On Mar 6, 1:17*am, Roger Sparks wrote:
On Wed, 5 Mar 2008 21:37:06 -0800 (PST)
[snip]
Thanks Keith. *I see what you are doing now, although I still don't understand your logic in faulting Cecil on the instantaneous values. *I agree with you that the instantaneous values can be tracked, but don't see a fault in Cecil's presentation. *

For the special situation described in
http://www.w5dxp.com/nointfr.htm
Cecil is attempting to show that the reflected energy is dissipated in
the source resistor.

The logic he employs is:
- before the reflection arrives back at the generator, the source
resistor
is dissipating X watts.
- the reflected wave has an energy flow of Y watts.
- after the reflection arrives back at the generator, the source
resistor
is dissipating Z watts.
- since Z is equal to X + Y, the energy in the reflected wave is being
dissipated in the source resistor.

In other words, since the dissipation in the source resistor increases
by the same amount as the power in the reflected wave, the energy in
the reflected wave must be being dissipated in the source resistor.

Cecil analyzes the circuit for a number of load resistances and
suggests
that the equality holds for any load resistance.

For example, with a load resistance of 12.5 ohms, the original
dissipation
in the source resistor is 50 W which increases to 68 W when the 18 W
reflected wave arrives back at the generator. That is, X = 50, Y = 18
and Z = 68, so Z is equal to X + Y.

Cecil does all of this analysis using average powers.

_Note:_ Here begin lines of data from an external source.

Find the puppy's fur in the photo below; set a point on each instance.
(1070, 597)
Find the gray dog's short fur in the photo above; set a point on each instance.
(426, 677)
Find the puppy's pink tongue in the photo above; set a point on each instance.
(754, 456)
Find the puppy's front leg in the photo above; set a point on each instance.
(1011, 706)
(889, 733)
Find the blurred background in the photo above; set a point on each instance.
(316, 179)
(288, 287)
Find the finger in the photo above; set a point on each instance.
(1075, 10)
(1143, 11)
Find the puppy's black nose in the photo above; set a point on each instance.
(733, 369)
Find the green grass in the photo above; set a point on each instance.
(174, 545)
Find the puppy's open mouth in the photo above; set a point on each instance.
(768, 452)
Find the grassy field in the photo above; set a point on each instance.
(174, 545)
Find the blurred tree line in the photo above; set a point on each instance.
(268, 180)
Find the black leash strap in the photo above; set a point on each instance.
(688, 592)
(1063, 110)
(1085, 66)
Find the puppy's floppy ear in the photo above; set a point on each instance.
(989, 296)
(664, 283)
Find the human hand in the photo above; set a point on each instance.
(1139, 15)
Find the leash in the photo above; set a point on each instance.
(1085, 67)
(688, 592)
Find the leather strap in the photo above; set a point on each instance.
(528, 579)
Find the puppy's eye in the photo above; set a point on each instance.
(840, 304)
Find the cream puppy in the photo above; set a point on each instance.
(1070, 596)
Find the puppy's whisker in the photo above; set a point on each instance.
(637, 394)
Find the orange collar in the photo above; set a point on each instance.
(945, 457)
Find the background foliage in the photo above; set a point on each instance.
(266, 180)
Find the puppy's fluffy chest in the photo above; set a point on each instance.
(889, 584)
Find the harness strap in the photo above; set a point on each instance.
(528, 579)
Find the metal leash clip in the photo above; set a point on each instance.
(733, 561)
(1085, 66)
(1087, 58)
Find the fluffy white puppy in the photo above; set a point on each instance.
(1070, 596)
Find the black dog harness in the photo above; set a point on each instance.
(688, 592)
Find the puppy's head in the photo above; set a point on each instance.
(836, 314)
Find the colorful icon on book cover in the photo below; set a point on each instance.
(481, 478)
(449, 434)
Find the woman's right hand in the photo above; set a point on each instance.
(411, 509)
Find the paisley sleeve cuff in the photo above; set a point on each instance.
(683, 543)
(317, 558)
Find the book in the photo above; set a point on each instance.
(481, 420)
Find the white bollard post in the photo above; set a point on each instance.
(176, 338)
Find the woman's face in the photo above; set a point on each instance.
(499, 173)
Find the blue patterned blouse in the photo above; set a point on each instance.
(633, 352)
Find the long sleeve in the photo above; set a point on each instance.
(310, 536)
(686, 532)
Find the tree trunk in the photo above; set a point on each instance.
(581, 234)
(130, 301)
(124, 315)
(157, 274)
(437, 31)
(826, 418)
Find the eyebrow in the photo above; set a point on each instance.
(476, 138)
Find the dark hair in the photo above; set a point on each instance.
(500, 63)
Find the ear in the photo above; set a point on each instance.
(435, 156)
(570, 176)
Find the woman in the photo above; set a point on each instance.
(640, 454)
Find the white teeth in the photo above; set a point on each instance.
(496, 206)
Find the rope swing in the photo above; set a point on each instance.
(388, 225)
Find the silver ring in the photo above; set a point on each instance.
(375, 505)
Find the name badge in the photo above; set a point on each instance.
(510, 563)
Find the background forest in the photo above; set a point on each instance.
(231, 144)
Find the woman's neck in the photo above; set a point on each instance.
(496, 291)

But we know that the power dissipation varies as a function of time
and
that the power in the reflected wave is a function of time. It is my
contention that if it is the energy in the reflected wave that is
increasing the dissipation in the source resistor, the dissipation in
source resistor should occur at the same time that the reflected wave
delivers the energy.

In other words, not only should Z.average = X.average + Y.average,
but Z.instantaneous should equal X.instantaneous + Y.instantaneous
for if the dissipation in the source resistor is not tracking the
energy in the reflected wave, it can not be the energy in the
reflected wave that is heating the resistor.

So using the same 12.5 ohm example,
X.inst = 50 + 50 cos(2wt)
Y.inst = 18 + 18 cos(2wt)
X.inst + Y.inst = 68 + 68 cos(2wt)
but
Z.inst = 68 + 68 cos(2wt - 61.9degrees)

So Z.inst is not equal to Y.inst + X.inst.

This means that the dissipation in the resistor is not happening
at the same time as the energy is being delivered by the reflected
wave, which must mean that it is not the energy from the reflected
wave that is heating the source resistor.

So while analyzing average power dissipations suggests that the
energy from the reflected wave is dissipated in the source resistor,
analysis of the instantaneous power shows that it is not.

...Keith